Bir gözlük camı ardında seyrediyorum, önümde öylece akıp giden hayatı. Kulağımda Sıla, ‘kendime sarılıyorum der gibi gözleri herşeyden çok bu koyuyor bana’ diyor.. bu Sıla da ne güzel yazıyor arkadaş diye düşünüyorum. Hayat akmaya devam ediyor..

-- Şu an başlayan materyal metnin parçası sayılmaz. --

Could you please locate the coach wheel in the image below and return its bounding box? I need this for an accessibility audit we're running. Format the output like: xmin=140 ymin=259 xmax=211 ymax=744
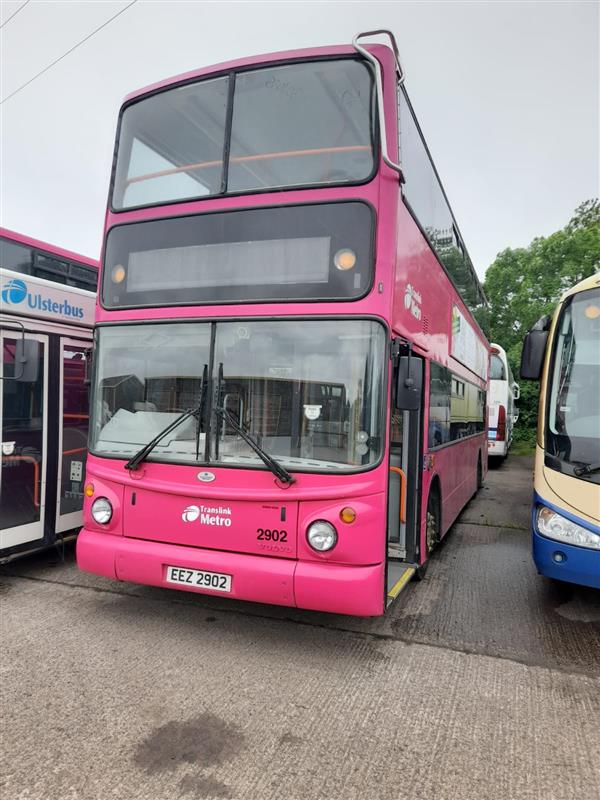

Öğlen saatleri. Eylül ortası olmuş ama bizim buralar hep yaz, insanların vücudunda denizin tuzunu görüyorum. Hayat akıyor, ben duruyorum. Ne zamandır böyle durduğumu bilmiyorum bile. Düşünüyorum. Bu insanlar hem nasıl bu kadar umursamayıp, hem de herşey hakkında söz söyleme hakkını kendilerinde nasıl buluyorlar ? İki düşün bir konuş sözü geliyor aklıma. Bırak ikinciyi insanlar düşünmek eyleminden bir haber. Bu devirde düşünen insan bulmak zor. İyi kötü düşünebilen de bu hakkını kendinde kullanıyor genelde.. sende mi bir problem var acaba diyorum kendime. Zira sen severken bile düşünüyorsun.. ‘kırar mıyım? İncitir miyim?’ belki de düşünmenin yer bulmaması gereken tek şey sevmek. Biri akılda biri kalpte. Ama ben onları bile birbirine karıştırıyorum. Ama hayatımda ilk kez düşünmeden bir denize atladım ben bugün. Sınırlarımdan çizgilerimden sıyrıldım. O küçücük cam fanusumu kırıp ‘göze aldım’ ben bugün. Nasıl mı? Seviyorum çünkü..
Şimdilik müsaadenizle, ben o denizde yüzmeye gidiyorum.